By Bob Katzen
The Committee on Consumer Protection and Professional Licensure held a hearing on a measure that would set a cap on the fees check-cashing stores and outlets are allowed to charge.
The maximum charge would be 5 percent of the value of a personal check or $5, whichever is greater, plus a $1 service charge; 2.5 percent of a government check plus a $1 service charge; 2.25 percent of a payroll check plus a $1 service charge; and 3 percent of all other checks including traveler’s check, cashier’s check and certified check plus a $1 service charge.
Supporters said of the 34 states that regulate check cashing, Massachusetts is one of eight that do not regulate the fees that may be charged. They argued these check-cashing “stores” are often located in low-income neighborhoods and take advantage of vulnerable residents.
They noted the bill would provide greater consumer protections for individuals who are “unbanked” — folks who don’t have a checking, savings or money market account or who are “underbanked” — folks who may have a bank account, but also rely regularly on alternative financial services outside of the mainstream banking system. Lower-income households, less educated households, Black households, Hispanic households, working-age households with a disability and single-mother households are most vulnerable to being unbanked or underbanked.
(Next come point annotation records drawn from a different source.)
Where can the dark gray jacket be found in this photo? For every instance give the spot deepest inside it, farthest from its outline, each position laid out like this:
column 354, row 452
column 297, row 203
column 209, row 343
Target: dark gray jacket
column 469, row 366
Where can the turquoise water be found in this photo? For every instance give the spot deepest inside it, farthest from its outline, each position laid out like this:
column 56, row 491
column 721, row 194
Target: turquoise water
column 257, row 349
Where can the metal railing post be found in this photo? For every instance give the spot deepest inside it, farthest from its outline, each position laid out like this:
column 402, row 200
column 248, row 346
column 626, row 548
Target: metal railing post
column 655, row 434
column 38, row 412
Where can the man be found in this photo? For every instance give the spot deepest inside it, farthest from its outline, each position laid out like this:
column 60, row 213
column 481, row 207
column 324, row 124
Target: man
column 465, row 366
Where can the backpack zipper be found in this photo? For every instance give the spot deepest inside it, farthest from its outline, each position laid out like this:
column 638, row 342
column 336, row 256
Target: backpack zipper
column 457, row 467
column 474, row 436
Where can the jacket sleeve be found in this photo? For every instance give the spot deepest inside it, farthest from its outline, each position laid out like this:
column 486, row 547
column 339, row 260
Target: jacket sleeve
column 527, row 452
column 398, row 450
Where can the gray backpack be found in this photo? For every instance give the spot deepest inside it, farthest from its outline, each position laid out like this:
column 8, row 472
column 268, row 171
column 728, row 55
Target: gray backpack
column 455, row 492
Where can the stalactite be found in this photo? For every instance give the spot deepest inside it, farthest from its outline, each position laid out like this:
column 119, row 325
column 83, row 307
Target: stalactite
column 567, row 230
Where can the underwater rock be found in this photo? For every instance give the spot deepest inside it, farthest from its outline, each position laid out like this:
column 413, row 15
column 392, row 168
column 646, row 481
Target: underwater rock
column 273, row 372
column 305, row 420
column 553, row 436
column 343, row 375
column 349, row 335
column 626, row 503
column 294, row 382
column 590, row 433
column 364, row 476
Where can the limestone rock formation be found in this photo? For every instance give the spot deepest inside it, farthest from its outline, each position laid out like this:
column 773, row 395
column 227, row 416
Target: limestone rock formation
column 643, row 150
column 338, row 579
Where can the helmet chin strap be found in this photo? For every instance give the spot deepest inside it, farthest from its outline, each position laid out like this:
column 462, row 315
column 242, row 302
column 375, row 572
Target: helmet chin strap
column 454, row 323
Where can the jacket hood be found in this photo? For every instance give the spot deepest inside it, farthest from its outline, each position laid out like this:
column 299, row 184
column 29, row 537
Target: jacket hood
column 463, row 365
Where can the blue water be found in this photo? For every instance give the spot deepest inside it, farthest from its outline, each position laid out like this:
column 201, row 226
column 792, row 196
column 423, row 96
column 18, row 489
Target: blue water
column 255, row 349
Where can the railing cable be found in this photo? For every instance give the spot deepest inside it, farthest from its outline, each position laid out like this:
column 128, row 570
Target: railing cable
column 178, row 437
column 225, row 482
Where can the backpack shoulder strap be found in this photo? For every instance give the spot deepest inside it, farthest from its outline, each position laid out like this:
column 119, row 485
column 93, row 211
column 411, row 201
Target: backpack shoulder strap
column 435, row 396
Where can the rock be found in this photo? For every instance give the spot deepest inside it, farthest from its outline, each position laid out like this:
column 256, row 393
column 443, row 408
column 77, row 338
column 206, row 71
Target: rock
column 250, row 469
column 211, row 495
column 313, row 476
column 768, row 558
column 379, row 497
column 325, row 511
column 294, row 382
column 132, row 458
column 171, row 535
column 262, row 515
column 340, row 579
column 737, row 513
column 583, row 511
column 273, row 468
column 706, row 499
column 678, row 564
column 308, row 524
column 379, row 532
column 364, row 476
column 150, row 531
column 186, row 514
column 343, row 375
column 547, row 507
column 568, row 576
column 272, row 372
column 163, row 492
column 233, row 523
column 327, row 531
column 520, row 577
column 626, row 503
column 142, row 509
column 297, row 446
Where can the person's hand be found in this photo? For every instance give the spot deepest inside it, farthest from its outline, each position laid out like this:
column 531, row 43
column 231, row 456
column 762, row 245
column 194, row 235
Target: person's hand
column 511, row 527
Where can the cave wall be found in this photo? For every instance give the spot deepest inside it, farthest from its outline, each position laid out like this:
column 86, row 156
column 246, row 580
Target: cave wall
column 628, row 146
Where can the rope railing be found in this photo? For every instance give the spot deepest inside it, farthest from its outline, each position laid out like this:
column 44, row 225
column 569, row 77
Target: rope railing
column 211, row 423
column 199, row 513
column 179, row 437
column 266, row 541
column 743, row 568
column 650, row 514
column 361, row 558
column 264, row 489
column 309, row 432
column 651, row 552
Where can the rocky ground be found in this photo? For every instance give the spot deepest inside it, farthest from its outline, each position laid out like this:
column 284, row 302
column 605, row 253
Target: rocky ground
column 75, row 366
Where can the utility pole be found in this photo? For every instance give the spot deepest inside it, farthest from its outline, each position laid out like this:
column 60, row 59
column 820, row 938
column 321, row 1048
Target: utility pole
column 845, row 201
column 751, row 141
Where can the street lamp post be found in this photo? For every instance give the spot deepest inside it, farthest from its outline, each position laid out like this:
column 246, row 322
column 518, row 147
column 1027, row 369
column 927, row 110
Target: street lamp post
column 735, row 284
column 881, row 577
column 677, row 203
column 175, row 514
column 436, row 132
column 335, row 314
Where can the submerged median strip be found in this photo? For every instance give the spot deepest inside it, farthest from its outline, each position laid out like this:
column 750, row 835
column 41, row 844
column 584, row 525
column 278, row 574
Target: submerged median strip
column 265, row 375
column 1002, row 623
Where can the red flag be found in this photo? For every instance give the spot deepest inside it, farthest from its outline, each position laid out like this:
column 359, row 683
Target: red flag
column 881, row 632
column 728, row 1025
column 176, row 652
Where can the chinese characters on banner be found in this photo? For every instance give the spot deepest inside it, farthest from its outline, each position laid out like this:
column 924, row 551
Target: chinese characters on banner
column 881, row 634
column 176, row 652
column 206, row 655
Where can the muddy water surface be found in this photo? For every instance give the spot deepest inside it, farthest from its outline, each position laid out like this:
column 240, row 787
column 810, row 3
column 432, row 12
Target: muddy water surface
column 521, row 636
“This bill aims to tear down financial barriers that create situational and generational cycles of poverty by fostering a fair and responsible market in which low-income families can more easily save and protect their money,” said sponsor Rep. Kay Khan (D-Newton). “Passage of this bill will allow people to keep more of their hard-earned income, improving their ability to build assets, create wealth and promote overall stability in the economy of the commonwealth.”